But you can set your own name via the
/ENTRY linker option.
There are some pitfalls when building without the standard library that I was aware of before embarking on this endeavor. You have to manually do tasks that have been handled by the C runtime before.
Simply returning from WinMainCRTStartup will leave your process running,
presumbly just idling along.
You have to make sure to call
ExitProcess at the end of your program.
extern "C" int WINAPI WinMainCRTStartup(void) {
int exitCode = mainFunction();
// We have to manually exit the process since we do not use the C Standard Library
ExitProcess(exitCode);
}
Global variables can be initialized by constants. But, code that initializes global variables will not run:
int f() { return 9000; }
int global_a = 8000; // Will be set to 8000
int global_b = f(); // Will not be initialized, i.e. set 0
You might have big structures or arrays in your code that you want to initialize. For example a buffer to hold the info log from OpenGL:
int success = 0;
glGetShaderiv(shader, GL_COMPILE_STATUS, &success);
if (!success) {
// Initialize all the elements of the infoLog array to zero
char infoLog[512] = {};
glGetShaderInfoLog(shader, sizeof(infoLog), nullptr, infoLog);
// Output the info log
}
The compiler might output a call to
memset
to initialize of infoLog variable.
Whether the compiler does this, depends on your other compiler settings.
I found that in release mode, it was more likely to memset than in debug mode.
But your mileage may vary.
Also, the
/Oi compiler flag seems to have some influence.
Nevertheless, if the compiler inserts a call to memset,
you will see following linker error:
error LNK2019: unresolved external symbol memset referenced in function
"void __cdecl gl_compileShader(unsigned int,char const *)" (?gl_compileShader@@YAXIPEBD@Z)
fatal error LNK1120: 1 unresolved externals
In order to fix this, you have to provide your own implementation of memset.
The naive approach will lead to another error, since the compiler might consider
memset to be an intrinsic that cannot be implemented directly.
error C2169: 'memset': intrinsic function, cannot be defined
Therefore, you should mark memset as a
normal function via
#pragma function
before implementing it:
// Mark memset as function so that we can implement it
#pragma function(memset)
void* __cdecl memset(void* destination, int value, size_t size) {
// You should probably look a more optimized version of memset
char* dest = (char*)destination;
for (int i = 0; i < size; ++i) {
dest[i] = value;
}
return dest;
}
If you use floating point numbers, i.e. float or double
variables and computations, you will get the following linker error:
error LNK2001: unresolved external symbol _fltused
fatal error LNK1120: 1 unresolved externals
The _fltused variable seems to have originated from the old days
where we still needed floating point emulation libraries.
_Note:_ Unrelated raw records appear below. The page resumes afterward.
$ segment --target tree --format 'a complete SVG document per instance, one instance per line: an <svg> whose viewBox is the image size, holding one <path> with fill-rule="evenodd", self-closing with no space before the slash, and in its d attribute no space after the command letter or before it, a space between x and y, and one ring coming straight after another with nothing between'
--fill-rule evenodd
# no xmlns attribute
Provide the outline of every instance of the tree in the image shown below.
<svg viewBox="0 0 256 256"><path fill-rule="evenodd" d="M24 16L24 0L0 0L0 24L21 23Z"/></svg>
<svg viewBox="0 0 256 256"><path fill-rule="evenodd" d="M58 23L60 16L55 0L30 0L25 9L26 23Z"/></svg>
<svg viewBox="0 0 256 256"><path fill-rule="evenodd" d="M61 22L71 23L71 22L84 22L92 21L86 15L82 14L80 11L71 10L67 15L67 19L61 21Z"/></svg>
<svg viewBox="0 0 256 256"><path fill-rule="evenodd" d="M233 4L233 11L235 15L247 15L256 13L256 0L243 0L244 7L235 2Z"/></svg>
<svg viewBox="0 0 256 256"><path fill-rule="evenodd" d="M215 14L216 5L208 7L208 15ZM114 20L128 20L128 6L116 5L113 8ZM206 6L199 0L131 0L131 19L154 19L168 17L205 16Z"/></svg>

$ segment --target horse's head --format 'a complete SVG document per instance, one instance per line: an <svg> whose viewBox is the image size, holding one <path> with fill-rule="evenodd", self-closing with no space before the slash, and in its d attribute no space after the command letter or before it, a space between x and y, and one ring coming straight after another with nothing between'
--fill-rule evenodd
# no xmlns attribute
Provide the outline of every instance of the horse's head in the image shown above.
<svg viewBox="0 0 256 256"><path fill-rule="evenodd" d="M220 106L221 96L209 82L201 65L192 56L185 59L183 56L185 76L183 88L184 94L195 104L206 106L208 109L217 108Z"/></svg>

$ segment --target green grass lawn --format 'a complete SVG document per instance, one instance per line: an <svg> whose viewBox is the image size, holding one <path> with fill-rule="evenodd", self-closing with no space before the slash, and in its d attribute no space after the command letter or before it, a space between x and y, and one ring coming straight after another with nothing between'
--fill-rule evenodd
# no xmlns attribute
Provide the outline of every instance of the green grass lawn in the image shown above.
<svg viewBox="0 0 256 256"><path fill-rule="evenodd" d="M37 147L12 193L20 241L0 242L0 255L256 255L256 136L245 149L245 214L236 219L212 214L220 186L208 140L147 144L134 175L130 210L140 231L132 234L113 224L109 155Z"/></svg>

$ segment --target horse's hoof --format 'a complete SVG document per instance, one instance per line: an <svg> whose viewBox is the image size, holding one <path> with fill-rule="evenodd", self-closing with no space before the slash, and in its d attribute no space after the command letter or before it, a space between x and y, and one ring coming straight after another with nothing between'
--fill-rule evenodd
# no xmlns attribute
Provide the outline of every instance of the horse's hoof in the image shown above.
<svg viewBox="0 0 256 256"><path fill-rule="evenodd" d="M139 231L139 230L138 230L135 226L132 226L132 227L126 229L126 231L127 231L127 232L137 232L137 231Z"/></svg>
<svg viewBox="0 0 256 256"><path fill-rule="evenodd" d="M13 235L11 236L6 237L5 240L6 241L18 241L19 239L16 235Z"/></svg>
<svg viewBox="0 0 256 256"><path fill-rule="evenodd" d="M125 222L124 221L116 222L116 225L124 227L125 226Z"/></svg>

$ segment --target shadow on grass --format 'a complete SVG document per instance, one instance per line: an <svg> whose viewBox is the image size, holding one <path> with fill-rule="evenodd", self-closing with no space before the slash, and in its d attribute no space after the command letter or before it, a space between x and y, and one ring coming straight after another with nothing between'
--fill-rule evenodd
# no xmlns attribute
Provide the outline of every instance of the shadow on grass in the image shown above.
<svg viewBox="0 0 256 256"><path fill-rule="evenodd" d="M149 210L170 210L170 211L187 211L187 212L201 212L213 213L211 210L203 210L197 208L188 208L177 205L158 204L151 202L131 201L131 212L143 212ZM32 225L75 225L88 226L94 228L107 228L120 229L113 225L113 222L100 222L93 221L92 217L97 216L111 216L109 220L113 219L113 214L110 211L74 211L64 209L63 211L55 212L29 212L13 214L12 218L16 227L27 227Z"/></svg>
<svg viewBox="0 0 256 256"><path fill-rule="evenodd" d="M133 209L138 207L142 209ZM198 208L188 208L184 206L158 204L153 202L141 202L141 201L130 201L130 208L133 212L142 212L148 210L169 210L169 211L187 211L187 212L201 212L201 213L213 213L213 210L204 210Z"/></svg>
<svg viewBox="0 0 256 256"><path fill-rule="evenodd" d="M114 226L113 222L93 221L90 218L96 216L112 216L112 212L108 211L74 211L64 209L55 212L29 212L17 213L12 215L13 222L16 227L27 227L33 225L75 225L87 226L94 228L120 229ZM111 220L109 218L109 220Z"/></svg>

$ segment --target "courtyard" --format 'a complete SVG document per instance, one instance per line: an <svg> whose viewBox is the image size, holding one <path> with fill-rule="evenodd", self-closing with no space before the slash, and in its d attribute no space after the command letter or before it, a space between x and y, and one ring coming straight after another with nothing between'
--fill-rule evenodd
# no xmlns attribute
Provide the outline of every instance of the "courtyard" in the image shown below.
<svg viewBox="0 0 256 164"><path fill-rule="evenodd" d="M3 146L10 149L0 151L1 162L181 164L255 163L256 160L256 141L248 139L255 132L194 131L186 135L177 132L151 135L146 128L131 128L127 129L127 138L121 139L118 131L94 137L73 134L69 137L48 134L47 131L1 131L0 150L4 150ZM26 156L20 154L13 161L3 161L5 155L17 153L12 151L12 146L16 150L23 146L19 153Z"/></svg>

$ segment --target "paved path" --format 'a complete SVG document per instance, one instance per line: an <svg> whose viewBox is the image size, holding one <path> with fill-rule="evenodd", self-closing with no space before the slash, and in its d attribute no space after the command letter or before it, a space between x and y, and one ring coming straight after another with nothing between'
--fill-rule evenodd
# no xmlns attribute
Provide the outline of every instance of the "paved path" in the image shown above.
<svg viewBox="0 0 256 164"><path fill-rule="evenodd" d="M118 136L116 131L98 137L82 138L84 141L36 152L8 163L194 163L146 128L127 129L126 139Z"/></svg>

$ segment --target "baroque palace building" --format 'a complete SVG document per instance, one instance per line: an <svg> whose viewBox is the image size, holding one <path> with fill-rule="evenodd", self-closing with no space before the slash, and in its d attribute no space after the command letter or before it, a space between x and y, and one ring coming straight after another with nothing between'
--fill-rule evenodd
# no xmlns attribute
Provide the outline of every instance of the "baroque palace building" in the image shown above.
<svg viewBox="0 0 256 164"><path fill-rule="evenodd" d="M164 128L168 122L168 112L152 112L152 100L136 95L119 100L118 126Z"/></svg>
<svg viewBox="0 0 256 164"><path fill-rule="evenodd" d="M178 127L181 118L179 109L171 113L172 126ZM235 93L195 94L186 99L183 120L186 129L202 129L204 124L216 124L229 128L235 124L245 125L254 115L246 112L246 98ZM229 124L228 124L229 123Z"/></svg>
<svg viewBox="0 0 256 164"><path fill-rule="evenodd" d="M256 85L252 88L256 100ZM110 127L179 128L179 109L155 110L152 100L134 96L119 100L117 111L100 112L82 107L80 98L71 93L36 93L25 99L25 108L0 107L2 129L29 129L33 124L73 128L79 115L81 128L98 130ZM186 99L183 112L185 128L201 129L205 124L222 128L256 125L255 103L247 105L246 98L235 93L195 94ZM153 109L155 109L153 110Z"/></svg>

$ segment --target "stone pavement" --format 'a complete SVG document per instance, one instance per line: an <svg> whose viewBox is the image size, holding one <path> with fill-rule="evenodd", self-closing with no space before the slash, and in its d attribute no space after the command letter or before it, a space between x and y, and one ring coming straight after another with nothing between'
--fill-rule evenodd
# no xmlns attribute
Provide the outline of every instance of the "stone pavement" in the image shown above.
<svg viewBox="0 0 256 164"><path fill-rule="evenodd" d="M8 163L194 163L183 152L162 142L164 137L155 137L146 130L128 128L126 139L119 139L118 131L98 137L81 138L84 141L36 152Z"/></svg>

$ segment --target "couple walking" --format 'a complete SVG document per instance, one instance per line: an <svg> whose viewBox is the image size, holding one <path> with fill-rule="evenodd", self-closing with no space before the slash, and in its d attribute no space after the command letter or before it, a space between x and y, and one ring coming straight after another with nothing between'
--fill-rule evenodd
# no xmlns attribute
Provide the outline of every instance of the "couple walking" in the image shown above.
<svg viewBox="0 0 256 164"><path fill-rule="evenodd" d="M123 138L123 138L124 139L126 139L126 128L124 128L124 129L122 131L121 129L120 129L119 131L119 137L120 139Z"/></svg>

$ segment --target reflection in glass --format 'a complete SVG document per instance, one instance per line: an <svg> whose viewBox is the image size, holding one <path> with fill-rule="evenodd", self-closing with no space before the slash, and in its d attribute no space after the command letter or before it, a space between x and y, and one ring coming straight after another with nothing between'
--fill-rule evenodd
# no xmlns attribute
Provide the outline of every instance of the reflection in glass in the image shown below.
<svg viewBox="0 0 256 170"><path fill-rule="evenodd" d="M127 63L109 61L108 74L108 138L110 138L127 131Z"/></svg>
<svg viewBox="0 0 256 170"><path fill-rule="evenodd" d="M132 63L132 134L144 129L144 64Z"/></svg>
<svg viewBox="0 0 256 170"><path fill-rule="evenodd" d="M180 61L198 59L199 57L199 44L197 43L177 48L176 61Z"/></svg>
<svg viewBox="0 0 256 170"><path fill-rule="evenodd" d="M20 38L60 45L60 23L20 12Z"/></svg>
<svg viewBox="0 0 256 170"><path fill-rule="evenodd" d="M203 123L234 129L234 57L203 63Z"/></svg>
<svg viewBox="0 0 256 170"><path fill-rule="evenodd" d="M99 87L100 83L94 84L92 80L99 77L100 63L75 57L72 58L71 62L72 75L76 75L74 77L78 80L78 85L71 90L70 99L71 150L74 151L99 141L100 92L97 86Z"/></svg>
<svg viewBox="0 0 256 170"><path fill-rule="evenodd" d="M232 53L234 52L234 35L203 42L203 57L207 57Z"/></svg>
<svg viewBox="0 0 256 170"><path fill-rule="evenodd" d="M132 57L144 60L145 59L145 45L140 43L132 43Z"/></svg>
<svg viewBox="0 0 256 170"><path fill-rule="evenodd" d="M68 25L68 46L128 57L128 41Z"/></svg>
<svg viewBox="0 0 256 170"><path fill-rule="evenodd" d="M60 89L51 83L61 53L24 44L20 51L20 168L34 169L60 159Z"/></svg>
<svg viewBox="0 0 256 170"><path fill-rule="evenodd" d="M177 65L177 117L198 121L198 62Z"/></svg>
These were necessary if the CPU did not support floating point instructions.
You can read Raymond Chen's article about
Understanding the classical model for linking for details.
Since nowadays all CPUs support floating point instructions,
this is just a remnant of the past.
We can replace it by a simple mock to satisfy the linker:
// This variable is expected by the linker if floats or doubles are used
extern "C" int _fltused = 0;
Now that we have a program that compiles, links and runs without the standard library,
we can focus on the main antogonist of this article: The sin function.
Let's try calling the sin function results from math.h:
#include <math.h>
int f() {
double a = sin(0.0);
}
As expected this yields the following linker error:
error LNK2019: unresolved external symbol sin referenced in function "int __cdecl f(void)"
Remember the /Oi compiler flag to enable intrinsic functions?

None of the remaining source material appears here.